L’Europa detta le regole ai colossi delle piattaforme digitali

| Scritto da Redazione
L’Europa detta le regole ai colossi delle piattaforme digitali

Due sigle: Dsa e Dma. Sono queste le targhe con cui la Commissione europea licenzia il suo pacchetto di riforme per lo spazio digitale. Il Digital Services Act (Dsa) e il Digital Markets Act (Dma) sono i due strumenti normativi con cui Bruxelles vuole dettare le sue leggi in rete, dall’ecommerce ai social network, dai motori di ricerca al crimine online, dal funzionamento degli algoritmi al ranking. Gli obiettivi della Commissione consistono nella protezione dei consumatori e delle aziende, nel sostegno a una equa competizione tra piccole e grandi imprese e nello sviluppo di un ecosistema innovativo made in Europe. Bruxelles mette nel mirino i gatekeeper, ossia quei giganti del web che tirano i fili del mercato online. Da Google ad Amazon a Booking, già nel mirino dell’Antitrust comunitario.

«Le due proposte servono un unico scopo: di assicurare che, come utenti, si possa avere un’ampia scelta di prodotti e servizi sicuri online. E che le imprese che operano in Europa possano competere liberamente e in modo equo in rete, così come fanno già offline“, spiega Margrethe Vestager, vicepresidente esecutivo della Commissione con delega al digitale e alla concorrenza. Le fa eco il commissario per il mercato interno, Thierry Breton: “Molte piattaforme giocano un ruolo centrale nelle vite dei nostri cittadini e delle nostre imprese, e persino della nostra società e della democrazie. Con le proposte di oggi stiamo organizzando il nostro spazio digitale per i prossimi decenni».

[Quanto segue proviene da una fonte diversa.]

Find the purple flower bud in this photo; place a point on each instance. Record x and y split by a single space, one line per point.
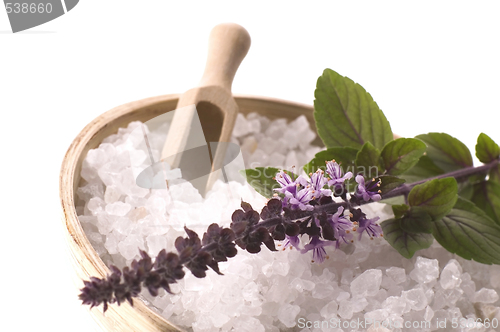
370 227
367 191
342 227
337 178
317 246
318 181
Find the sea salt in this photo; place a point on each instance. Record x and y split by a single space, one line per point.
268 291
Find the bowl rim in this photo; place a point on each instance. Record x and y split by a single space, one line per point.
85 259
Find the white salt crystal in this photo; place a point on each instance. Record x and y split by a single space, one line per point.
329 310
218 318
259 159
254 126
292 138
397 274
306 138
345 309
96 158
287 314
450 276
343 296
452 295
486 295
268 145
429 313
394 305
231 294
347 276
378 315
378 328
250 292
95 205
358 304
322 291
112 194
426 270
207 300
268 285
367 284
111 244
277 160
137 157
105 222
118 209
129 247
415 298
156 243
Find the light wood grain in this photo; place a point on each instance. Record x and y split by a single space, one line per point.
86 260
213 101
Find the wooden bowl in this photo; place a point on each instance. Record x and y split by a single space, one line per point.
86 261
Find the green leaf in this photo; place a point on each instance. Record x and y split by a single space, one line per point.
402 154
343 156
368 161
468 232
447 152
416 220
494 174
346 114
424 169
405 243
262 180
389 182
486 195
435 197
486 149
399 210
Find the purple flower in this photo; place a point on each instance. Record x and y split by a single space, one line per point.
370 226
318 181
367 191
342 227
287 184
300 200
317 245
337 178
291 241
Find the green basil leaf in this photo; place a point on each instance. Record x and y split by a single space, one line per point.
437 197
346 114
486 149
405 243
424 169
468 232
389 182
262 179
345 157
402 154
368 161
447 152
416 220
486 195
495 174
399 210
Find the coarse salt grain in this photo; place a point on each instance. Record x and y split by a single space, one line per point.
268 291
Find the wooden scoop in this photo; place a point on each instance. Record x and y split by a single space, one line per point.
213 102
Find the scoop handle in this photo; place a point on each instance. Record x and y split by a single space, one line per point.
228 45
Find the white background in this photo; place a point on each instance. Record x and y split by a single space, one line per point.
430 66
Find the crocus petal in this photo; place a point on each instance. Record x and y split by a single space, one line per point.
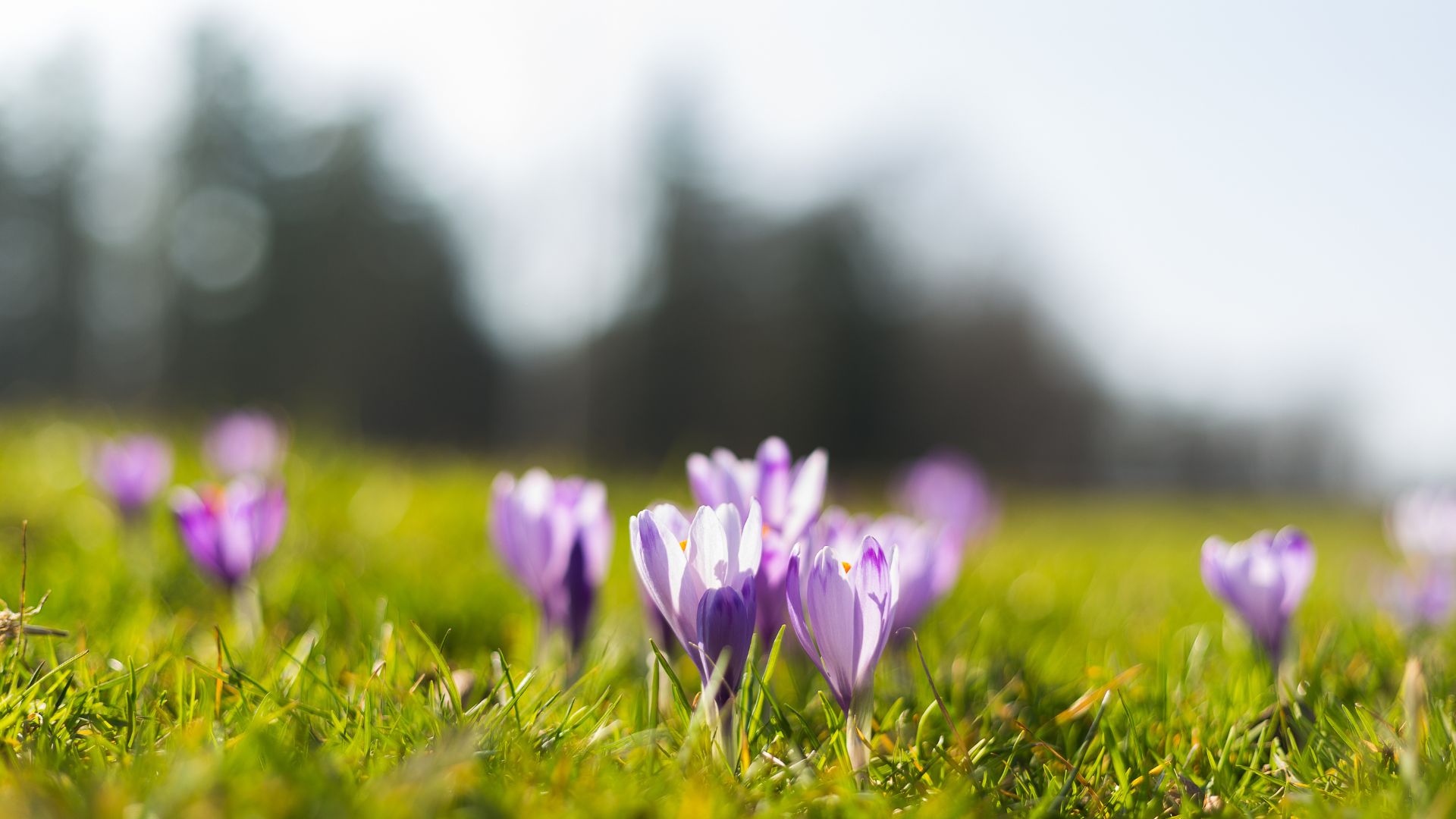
1261 579
555 537
875 608
672 521
708 548
750 545
805 494
797 583
724 621
653 558
832 608
197 523
580 594
1296 558
774 464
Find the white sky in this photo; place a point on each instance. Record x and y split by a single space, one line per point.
1234 205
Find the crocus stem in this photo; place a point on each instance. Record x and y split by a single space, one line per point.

Come funziona il Digital Services Act

Le regole sui servizi online in Europa risalivano a vent’anni fa. Obsolete, perciò, per un mondo che si è evoluto molto velocemente. E sono cresciute le piattaforme, con influenze che vanno dal mercato all’informazione al dibattito pubblico. Il Dsa impone a questi campioni paletti per rimuovere più velocemente i contenuti illegali e per tutelare i diritti degli utenti. In base all’impatto e alla dimensione delle aziende, si applicheranno impegni crescenti per il blocco di beni, servizi e contenuti illegali; la salvaguardia degli utenti in rete; prevenzione degli abusi da parte delle aziende più grandi; maggiore trasparenza sulla pubblicità e sul funzionamento degli algoritmi di raccomandazione; nuovi poteri di controllo sul lavoro di questi operatori, a cominciare da un maggiore accesso anche per scopi di ricerca ai loro dati, e di tracciabilità dei venditori.

Le piattaforme che raggiungono il 10% della popolazione europea, ossia 45 milioni di utente, sono considerate operatori di natura sistemica e saranno soggetto a un monitoraggio ulteriore esercitato dal consiglio dei coordinatori nazionali dei servizi digitali, con poteri speciali di supervisione riconosciuti da Bruxelles anche in termini di sanzione.

Come funziona il Digital Markets Act

Questo secondo pacchetto mette nel mirino il ruolo dei gatekeeper digitali, ossia quelle piattaforme che hanno un pesante impatto sul mercato europeo e rappresentano uno snodo fondamentale per le imprese per poter raggiungere i loro clienti. Questo potere si riflette anche in influenze sull’ecosistema generale e sul rischio di abusi e pratiche di mercato inique.

Il Dma si applicherà solo agli operatori più grandi, come motori di ricerca, social network e marketplace, che saranno individuati attraverso alcuni criteri quantitativi, come il fatturato, o indagini di mercato. Queste aziende dovranno evitare una serie di azioni considerate limitative per la concorrenza e attenersi ad altre, come la condivisione dei dati con terze parti e l’interoperabilità dei servizi. Chi sgarra rischia multe fino al 10% del fatturato globale. La palla passa ora al negoziato con il Parlamento europeo e gli Stati membri, prima dell’approvazione definitiva.